Large Language Model in Materials Science: Roles, Challenges, and Strategic Outlook
Jinglan Zhang, Xinyi Chen, Ye Xu, Yulin Yang, Bin Ai
Abstract
Large language models (LLMs) are creating a new paradigm for materials science by transforming textual insights into experimental findings. Leveraging their strengths in natural language understanding, multimodal alignment, and few‐shot reasoning, LLMs already show potential in property prediction, synthesis planning, and uncertainty quantification. This perspective highlights four key roles, Oracle, Surrogate, Quant, and Arbiter, to systematize recent advancements of LLMs in knowledge extraction, property inference, risk assessment, and decision‐making. Experience suggests that true value arises from integrating these capabilities into a verifiable, traceable loop rather than merely scaling model size.
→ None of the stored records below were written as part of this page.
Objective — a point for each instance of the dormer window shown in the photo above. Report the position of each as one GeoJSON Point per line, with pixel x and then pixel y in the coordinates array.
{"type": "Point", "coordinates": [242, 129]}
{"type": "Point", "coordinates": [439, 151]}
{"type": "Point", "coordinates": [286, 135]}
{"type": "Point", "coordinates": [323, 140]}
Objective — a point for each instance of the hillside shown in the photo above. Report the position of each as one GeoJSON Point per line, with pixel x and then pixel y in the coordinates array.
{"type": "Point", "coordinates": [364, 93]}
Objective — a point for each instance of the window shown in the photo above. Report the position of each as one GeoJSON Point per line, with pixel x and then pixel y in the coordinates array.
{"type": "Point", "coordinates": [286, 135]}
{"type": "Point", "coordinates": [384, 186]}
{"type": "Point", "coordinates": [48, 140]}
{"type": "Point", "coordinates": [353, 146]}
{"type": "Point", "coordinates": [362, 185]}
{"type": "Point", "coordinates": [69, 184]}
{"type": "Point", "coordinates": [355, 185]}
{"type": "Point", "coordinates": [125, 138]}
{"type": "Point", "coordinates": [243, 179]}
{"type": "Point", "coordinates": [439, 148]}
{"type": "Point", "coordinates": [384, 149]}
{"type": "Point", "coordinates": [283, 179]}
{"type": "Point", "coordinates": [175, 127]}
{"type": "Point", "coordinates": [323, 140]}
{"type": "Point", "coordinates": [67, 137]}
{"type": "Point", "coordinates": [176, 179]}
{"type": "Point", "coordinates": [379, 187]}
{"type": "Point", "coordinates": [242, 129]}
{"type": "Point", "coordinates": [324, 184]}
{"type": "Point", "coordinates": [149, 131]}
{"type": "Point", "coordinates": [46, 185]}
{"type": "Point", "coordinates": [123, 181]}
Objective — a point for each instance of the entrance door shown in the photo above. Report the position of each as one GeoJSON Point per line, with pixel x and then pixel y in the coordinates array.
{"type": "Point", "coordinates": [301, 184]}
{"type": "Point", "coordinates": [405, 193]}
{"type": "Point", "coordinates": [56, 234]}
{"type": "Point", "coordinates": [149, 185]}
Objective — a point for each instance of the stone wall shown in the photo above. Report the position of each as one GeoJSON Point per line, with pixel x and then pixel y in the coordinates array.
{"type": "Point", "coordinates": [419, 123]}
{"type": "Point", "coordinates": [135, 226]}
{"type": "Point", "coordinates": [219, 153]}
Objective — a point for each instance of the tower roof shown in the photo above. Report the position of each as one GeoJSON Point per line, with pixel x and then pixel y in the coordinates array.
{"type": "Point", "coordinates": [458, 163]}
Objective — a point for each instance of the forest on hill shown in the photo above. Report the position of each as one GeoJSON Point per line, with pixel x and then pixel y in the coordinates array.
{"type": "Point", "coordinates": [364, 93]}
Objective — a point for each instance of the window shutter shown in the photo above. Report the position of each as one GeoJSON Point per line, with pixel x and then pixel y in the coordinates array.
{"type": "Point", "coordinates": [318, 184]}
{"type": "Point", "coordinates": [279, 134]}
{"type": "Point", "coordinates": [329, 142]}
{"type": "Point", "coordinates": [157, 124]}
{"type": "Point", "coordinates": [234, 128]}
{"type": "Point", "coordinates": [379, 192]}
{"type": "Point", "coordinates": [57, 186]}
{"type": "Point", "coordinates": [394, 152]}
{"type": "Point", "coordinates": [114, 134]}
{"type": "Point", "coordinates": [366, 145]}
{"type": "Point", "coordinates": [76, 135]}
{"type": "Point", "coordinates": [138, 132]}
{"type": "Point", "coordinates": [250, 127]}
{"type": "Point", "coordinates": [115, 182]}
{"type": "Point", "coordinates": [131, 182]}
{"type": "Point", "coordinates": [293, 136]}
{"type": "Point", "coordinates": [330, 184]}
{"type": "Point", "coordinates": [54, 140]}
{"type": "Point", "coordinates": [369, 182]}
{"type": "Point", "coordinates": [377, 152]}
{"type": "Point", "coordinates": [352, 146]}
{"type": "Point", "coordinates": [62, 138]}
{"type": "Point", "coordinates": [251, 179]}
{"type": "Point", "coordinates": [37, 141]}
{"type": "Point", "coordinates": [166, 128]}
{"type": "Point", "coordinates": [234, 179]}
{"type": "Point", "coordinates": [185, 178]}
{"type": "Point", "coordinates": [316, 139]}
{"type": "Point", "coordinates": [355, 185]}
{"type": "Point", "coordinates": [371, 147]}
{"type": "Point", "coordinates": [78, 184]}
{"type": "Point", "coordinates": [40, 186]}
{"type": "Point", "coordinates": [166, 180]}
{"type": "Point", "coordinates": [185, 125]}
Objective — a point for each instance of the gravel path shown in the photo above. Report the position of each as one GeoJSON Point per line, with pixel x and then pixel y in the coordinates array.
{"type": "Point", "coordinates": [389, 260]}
However, LLMs still face challenges due to data heterogeneity, limited interpretability, hallucination control, and misalignment with scientific tasks. To address these issues, we propose three forward‐looking directions: developing domain‐adapted foundation models infused with materials science context, establishing a standardized cross‐modal data infrastructure, and incorporating expert feedback alongside robotic automated experimentation into a fully traceable research loop. Through enhanced human–AI collaboration and methodological innovation, LLMs can transform from general‐purpose language tools into scientifically aware partners, advancing materials discovery toward a more efficient, interpretable, and sustainable future.